No ano passado, pesquisadores americanos da Universidade de Ohio descreveram sinais de sífilis em esqueletos recolhidos de várias localidades há 1.200 anos, sugestivos de que a sífilis esteve presente em diversas regiões da Terra ao mesmo tempo. O seqüenciamento dos genes do treponema da sífilis colhido nos cinco continentes permitirá reconstituir a árvore genealógica da bactéria.
Sempre se acreditou que vermes intestinais como a tênia (solitária) haviam sido transmitidos para homens e mulheres com a domesticação do gado e dos porcos. Num trabalho publicado em abril de 2.001, no entanto, pesquisadores do departamento de agricultura americano demonstraram que os ancestrais mais próximos da tênia atual tinham quase 1 milhão de anos e não infectavam porcos nem bois: foram encontrados nos intestinos de antílopes e de seus eternos caçadores: leões e hienas. Ao abandonarem a monotonia da dieta vegetariana, os primeiros hominídeos teriam se infestado na disputa pelas carcaças desses animais, centenas de milhares de anos antes de criarem porcos ou bois, animais que foram infestados muito mais tarde pelas fezes humanas.

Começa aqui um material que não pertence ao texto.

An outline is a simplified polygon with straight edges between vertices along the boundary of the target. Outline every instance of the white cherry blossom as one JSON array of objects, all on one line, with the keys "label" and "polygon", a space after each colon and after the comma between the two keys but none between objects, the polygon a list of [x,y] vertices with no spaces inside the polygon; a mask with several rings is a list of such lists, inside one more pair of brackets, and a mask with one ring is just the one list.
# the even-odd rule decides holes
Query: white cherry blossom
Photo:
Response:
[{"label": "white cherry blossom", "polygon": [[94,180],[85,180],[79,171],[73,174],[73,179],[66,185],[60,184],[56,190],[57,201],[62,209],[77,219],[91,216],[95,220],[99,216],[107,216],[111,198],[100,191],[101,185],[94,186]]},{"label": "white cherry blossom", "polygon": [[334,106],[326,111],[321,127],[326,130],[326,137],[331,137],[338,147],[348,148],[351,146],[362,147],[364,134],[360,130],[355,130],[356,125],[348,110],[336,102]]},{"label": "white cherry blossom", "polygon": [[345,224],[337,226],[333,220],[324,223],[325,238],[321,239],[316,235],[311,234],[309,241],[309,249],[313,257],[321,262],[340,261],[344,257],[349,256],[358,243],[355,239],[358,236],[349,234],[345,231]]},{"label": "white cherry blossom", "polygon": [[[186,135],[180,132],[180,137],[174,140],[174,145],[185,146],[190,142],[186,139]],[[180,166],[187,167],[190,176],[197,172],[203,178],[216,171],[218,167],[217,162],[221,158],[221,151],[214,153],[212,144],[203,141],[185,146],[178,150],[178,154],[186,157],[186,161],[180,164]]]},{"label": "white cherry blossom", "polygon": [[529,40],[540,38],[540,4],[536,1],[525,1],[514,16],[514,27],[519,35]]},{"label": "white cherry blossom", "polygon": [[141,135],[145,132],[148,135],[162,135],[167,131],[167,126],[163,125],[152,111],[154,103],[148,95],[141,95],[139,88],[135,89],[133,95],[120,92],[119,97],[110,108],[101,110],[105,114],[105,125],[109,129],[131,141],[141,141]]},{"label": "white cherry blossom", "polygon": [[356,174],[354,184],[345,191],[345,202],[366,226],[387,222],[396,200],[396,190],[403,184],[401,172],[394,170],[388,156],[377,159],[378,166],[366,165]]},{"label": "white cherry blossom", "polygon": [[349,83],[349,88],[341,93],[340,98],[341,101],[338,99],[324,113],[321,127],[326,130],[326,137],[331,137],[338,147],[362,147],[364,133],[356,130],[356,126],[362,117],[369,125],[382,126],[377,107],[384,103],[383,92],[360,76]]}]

No ano passado, um grupo da Universidade do Alabama publicou na “Science” um estudo genético do HIV-1, o vírus da Aids. O seqüenciamento dos nove genes que constituem o HIV sugere que o vírus se originou nos chimpanzés e infectou os primeiros africanos ao redor de 1930. Ao saltar a barreira para a espécie humana, o HIV-1 foi obrigado a sofrer mutações para se adaptar ao novo hospedeiro. A análise dessas mutações explica porque o chimpanzé se infecta, mas não desenvolve Aids, enquanto nós podemos morrer pela doença.
Bactérias e vírus já existiam há bilhões de anos quando os primeiros hominídios desceram das árvores africanas, a meros 5 milhões de anos. Não foram eles os invasores, nós é que aparecemos na biosfera deles. Nosso sucesso ecológico foi a estratégia de desenvolver mecanismos imunológicos de alta complexidade para nos defender. O deles é sofrer mutações com a finalidade de criar fatores de virulência capazes de ludibriar nossas defesas, seqüestrar os nutrientes necessários e cumprir o mandamento supremo da vida, onde quer que ela exista: crescei e multiplicai-vos.